- 1 cup finely chopped fresh pineapple
- 1/4 cup finely chopped red pepper
- 1/4 cup finely chopped red onion
- 1 jalapeño pepper, seeded and diced
- 2 tbsp lime juice
- 2 tbsp finely chopped fresh cilantro
- 1/2 tsp salt
- 1/3 cup barbecue sauce
- 1 tbsp finely chopped canned chipotles in adobo sauce
- 2 tbsp vegetable oil
- 1 pkg Quorn Fillets
- 1 cup shredded purple cabbage
- 1 avocado, peeled, pitted and sliced
- 8 corn tortillas, warmed
- Lime wedges, for serving
- Pineapple Salsa: Stir together pineapple, red pepper, red onion, jalapeño, lime juice, cilantro and salt. Let stand for 10 minutes.
- Tacos: Stir together barbecue sauce and chipotles. Set aside.

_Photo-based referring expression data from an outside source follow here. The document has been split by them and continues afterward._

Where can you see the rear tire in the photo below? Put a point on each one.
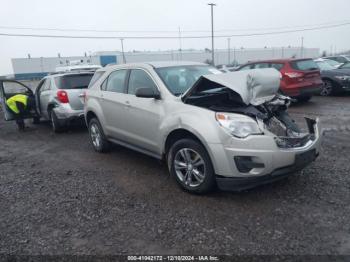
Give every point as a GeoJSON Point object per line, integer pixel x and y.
{"type": "Point", "coordinates": [189, 163]}
{"type": "Point", "coordinates": [97, 136]}
{"type": "Point", "coordinates": [56, 126]}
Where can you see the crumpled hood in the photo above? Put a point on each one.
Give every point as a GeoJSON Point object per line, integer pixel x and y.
{"type": "Point", "coordinates": [255, 86]}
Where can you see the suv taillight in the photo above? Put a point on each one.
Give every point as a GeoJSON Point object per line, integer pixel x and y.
{"type": "Point", "coordinates": [294, 74]}
{"type": "Point", "coordinates": [62, 96]}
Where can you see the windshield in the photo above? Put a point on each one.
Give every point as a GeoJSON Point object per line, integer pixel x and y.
{"type": "Point", "coordinates": [179, 79]}
{"type": "Point", "coordinates": [324, 66]}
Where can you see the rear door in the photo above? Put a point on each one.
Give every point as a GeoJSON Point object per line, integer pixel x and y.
{"type": "Point", "coordinates": [9, 88]}
{"type": "Point", "coordinates": [75, 86]}
{"type": "Point", "coordinates": [309, 68]}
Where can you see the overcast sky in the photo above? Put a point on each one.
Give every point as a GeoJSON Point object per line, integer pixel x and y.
{"type": "Point", "coordinates": [167, 15]}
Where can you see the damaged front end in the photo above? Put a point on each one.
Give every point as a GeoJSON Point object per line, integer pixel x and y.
{"type": "Point", "coordinates": [287, 133]}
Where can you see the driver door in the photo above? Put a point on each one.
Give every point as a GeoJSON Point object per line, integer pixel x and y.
{"type": "Point", "coordinates": [9, 88]}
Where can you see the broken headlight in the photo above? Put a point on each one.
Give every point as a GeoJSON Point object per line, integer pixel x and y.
{"type": "Point", "coordinates": [238, 126]}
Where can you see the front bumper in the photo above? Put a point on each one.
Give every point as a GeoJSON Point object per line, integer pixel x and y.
{"type": "Point", "coordinates": [274, 163]}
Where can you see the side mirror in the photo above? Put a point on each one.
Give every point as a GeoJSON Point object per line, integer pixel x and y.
{"type": "Point", "coordinates": [147, 92]}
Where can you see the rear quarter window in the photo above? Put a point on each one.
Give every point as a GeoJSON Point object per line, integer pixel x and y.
{"type": "Point", "coordinates": [80, 81]}
{"type": "Point", "coordinates": [304, 65]}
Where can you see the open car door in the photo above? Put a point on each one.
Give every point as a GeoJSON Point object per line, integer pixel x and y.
{"type": "Point", "coordinates": [9, 88]}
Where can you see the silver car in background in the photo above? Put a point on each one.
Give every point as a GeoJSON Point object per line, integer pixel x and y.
{"type": "Point", "coordinates": [231, 130]}
{"type": "Point", "coordinates": [60, 98]}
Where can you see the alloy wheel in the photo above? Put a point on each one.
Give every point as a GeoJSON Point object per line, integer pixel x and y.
{"type": "Point", "coordinates": [189, 167]}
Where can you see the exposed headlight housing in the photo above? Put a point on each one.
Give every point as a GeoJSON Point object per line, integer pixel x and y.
{"type": "Point", "coordinates": [238, 126]}
{"type": "Point", "coordinates": [343, 78]}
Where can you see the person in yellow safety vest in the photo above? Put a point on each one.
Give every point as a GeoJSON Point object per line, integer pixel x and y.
{"type": "Point", "coordinates": [20, 105]}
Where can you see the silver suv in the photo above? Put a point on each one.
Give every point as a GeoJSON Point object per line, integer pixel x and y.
{"type": "Point", "coordinates": [230, 130]}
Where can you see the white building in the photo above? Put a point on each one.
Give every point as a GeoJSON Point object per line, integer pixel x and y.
{"type": "Point", "coordinates": [31, 68]}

- Heat vegetable oil in large skillet set over medium heat; cook fillets for 5 to 7 minutes or until golden brown all over. Remove fillets and slice thinly. Return to skillet along with barbecue sauce mixture. Cook for 2 to 3 minutes or until sauce starts to thicken.
- Assemble fillets, cabbage, avocado and Pineapple Salsa in warm tortillas. Serve with lime wedges.
- For less spicy tacos, omit chipotles.
- The salsa is just as delicious with mango or papaya instead of pineapple.